“I am going for a drive, and cannot talk any more; but tell Augusta she ought not to have sent you.”
“Are you angry?” asked Nancy.
“Not with you, but with Augusta.”
“Then you won’t do what I ask”——
“I cannot, and Augusta knows the reason why. When you four girls enrolled yourselves as soldiers in Captain Richmond’s battalion you were in earnest; it was not a joke. Augusta behaved badly to-day, and she deserves the punishment which a bad mark in the orderly-book will bestow. Say no more about it, Nancy. Run away and play; you are looking quite pale and ill.”
As Mrs. Richmond uttered the last words she left the room.
Nancy stood still for a moment with her hands clasped; then she went very slowly in the direction of the seashore. The children were to have tea in the tent this afternoon, and Kitty and Nora were busy bringing down baskets of picnic things: cups and saucers, plates, knives and forks, cakes innumerable, jam, bread and butter, &c. When they saw Nancy they shouted to her to come and help them. The three children went quickly down the steep path through the shrubbery, and soon found themselves by the sea. The tide was half out, and the whole place looked perfect. There was a gay town not far from Fairleigh, and at this time of the year the sands were strewn with children and nurses—in short, with the usual holiday folks. But the part of the shore just beside Mrs. Richmond’s place was considered more or less to belong to her young people, and as a rule no other children came there to play. To-day, however, as the girls, heavily laden with the materials for their afternoon picnic, approached, they saw Augusta talking to two rather showily dressed girls, whose long golden hair hung down their backs.

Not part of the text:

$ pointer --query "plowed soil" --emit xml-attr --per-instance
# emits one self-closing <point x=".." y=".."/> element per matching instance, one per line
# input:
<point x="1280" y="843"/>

Augusta seemed in high spirits, and her gay laughter floated on the breeze.
“Who can she be talking to?” said Kitty. “I never knew such a girl for picking up friends.”
“Well, don’t mind her now,” said Nora, going into the tent and making preparations. “We are going to boil the kettle on the sands and have real, proper tea.—Nancy, if you have nothing better to do, you might go along by the shore and pick up bits of firewood.”
Nancy ran off immediately.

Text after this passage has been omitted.